During the Second World War all rub­ber manufacturing was diverted to the war effort, and cervical barriers became un­obtainable. As recently as 1943 Marie Stopes recommended (as wartime emer­gency make-shifts) sponges, powder puffs or plugs of wool soaked in oil, soapsuds or vinegar, and even a child’s rubber ball cut in halves.

After the war cervical barriers were widely recommended by family planning providers, and reached peak popularity at the end of the 1950s, being used by about 12 per cent of Family Planning Associa­tion clients in the UK. With the advent of the Pill and IUDs in the 1960s, caps and diaphragms came to be considered an old-fashioned, bothersome method.

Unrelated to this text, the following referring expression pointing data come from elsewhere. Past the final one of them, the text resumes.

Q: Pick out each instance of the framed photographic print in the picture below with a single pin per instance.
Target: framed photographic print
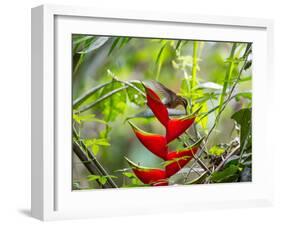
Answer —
(134, 111)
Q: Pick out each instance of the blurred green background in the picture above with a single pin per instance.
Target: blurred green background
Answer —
(103, 128)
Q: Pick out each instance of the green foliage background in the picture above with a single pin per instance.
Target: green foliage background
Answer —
(214, 75)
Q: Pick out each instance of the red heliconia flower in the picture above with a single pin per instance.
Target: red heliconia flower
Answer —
(157, 107)
(178, 159)
(152, 176)
(153, 142)
(177, 126)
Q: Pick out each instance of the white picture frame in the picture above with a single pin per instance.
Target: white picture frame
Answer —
(52, 197)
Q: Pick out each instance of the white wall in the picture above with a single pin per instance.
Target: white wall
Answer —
(15, 111)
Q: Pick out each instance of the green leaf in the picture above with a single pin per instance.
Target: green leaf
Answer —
(216, 150)
(210, 85)
(87, 118)
(95, 143)
(228, 75)
(166, 163)
(97, 43)
(102, 180)
(129, 175)
(78, 40)
(116, 104)
(246, 95)
(102, 142)
(244, 119)
(134, 96)
(229, 174)
(114, 44)
(93, 177)
(95, 149)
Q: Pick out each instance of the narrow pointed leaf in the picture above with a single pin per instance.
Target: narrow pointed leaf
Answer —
(158, 108)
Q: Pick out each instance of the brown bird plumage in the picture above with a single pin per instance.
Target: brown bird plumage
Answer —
(172, 100)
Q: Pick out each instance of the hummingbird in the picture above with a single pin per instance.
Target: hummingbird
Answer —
(171, 99)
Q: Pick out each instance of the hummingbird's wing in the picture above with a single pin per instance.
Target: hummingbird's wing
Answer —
(166, 92)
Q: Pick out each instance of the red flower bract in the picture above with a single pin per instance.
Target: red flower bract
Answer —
(153, 142)
(178, 126)
(153, 176)
(157, 144)
(178, 159)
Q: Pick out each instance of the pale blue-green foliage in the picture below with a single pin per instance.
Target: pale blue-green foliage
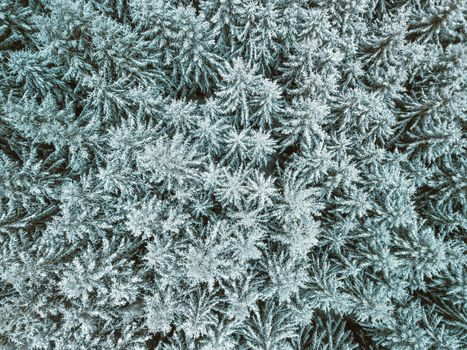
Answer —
(233, 174)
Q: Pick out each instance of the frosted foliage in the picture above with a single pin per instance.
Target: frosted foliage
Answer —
(233, 174)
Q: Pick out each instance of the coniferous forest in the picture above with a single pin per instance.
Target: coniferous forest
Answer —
(233, 174)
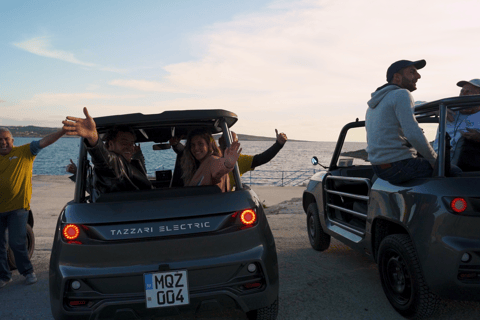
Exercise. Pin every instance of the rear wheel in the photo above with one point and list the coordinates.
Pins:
(402, 278)
(30, 248)
(319, 240)
(267, 313)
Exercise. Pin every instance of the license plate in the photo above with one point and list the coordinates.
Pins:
(166, 289)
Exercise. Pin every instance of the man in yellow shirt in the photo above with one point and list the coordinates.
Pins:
(16, 165)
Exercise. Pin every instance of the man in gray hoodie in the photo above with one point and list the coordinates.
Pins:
(393, 135)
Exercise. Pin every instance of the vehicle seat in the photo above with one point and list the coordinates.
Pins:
(467, 155)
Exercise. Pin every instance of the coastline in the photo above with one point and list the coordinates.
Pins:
(275, 199)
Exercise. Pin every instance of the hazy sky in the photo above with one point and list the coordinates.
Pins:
(303, 67)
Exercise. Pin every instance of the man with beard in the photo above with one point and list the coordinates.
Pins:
(16, 165)
(463, 127)
(393, 134)
(115, 167)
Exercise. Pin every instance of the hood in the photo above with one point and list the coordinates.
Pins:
(380, 93)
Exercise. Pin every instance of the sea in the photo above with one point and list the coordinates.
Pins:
(291, 166)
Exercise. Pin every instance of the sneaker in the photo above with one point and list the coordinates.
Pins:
(3, 283)
(30, 278)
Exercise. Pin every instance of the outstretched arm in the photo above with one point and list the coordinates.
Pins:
(271, 152)
(224, 165)
(51, 138)
(84, 128)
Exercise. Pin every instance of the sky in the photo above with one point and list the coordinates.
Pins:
(305, 68)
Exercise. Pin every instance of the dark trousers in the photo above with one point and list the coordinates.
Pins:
(16, 223)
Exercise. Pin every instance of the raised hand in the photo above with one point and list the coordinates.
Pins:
(84, 128)
(231, 154)
(174, 140)
(281, 138)
(71, 167)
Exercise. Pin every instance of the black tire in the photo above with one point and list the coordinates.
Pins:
(319, 240)
(267, 313)
(402, 278)
(30, 247)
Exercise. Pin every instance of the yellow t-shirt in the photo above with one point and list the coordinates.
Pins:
(16, 179)
(244, 165)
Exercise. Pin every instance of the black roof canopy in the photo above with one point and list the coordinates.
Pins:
(158, 127)
(454, 102)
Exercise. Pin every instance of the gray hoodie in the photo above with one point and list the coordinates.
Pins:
(389, 123)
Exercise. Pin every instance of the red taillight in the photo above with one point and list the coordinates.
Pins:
(252, 285)
(71, 232)
(458, 205)
(76, 303)
(248, 217)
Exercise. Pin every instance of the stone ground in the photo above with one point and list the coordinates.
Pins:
(338, 283)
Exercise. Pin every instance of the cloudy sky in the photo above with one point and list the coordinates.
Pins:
(303, 67)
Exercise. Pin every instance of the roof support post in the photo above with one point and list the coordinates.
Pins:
(80, 181)
(228, 141)
(441, 139)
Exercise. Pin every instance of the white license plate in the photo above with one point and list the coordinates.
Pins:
(166, 289)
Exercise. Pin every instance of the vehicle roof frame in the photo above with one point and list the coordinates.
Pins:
(217, 120)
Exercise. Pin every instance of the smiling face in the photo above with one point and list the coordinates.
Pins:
(123, 144)
(409, 77)
(6, 143)
(469, 89)
(199, 148)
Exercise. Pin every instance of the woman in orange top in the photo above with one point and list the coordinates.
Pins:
(202, 162)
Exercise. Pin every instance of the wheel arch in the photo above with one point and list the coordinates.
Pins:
(382, 228)
(308, 198)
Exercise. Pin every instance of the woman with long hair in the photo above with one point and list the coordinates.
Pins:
(202, 161)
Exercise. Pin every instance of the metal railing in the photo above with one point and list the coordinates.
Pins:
(277, 178)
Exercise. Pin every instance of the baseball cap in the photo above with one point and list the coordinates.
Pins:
(399, 65)
(473, 82)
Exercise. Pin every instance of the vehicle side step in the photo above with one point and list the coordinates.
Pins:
(355, 213)
(347, 227)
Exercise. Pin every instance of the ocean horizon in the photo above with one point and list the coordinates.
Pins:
(294, 156)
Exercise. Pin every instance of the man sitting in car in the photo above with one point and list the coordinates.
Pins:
(463, 127)
(114, 166)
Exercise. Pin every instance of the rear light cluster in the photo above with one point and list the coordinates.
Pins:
(247, 217)
(73, 233)
(458, 205)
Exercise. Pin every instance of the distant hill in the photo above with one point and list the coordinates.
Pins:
(34, 131)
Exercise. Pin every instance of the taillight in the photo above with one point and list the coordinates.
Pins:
(458, 205)
(71, 232)
(248, 217)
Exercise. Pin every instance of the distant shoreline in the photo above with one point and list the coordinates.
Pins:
(40, 132)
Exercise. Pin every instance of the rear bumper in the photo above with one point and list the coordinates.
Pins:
(450, 277)
(213, 283)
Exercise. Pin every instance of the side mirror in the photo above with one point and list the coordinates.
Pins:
(161, 146)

This is not surprising: instructions for their use had become so complicated, compared with the ease of the newer methods, as to put off all but the most stalwart.

Since about 1980 cervical barriers have had a bit of a ’comeback’. Women dissat­isfied with other methods or worried by ’scare’ reports of possible side-effects of hormones and IUDs have given the dia­phragm or cap a try and found it easier than they had imagined. Simplified in­structions for their use have helped make cervical barriers more acceptable.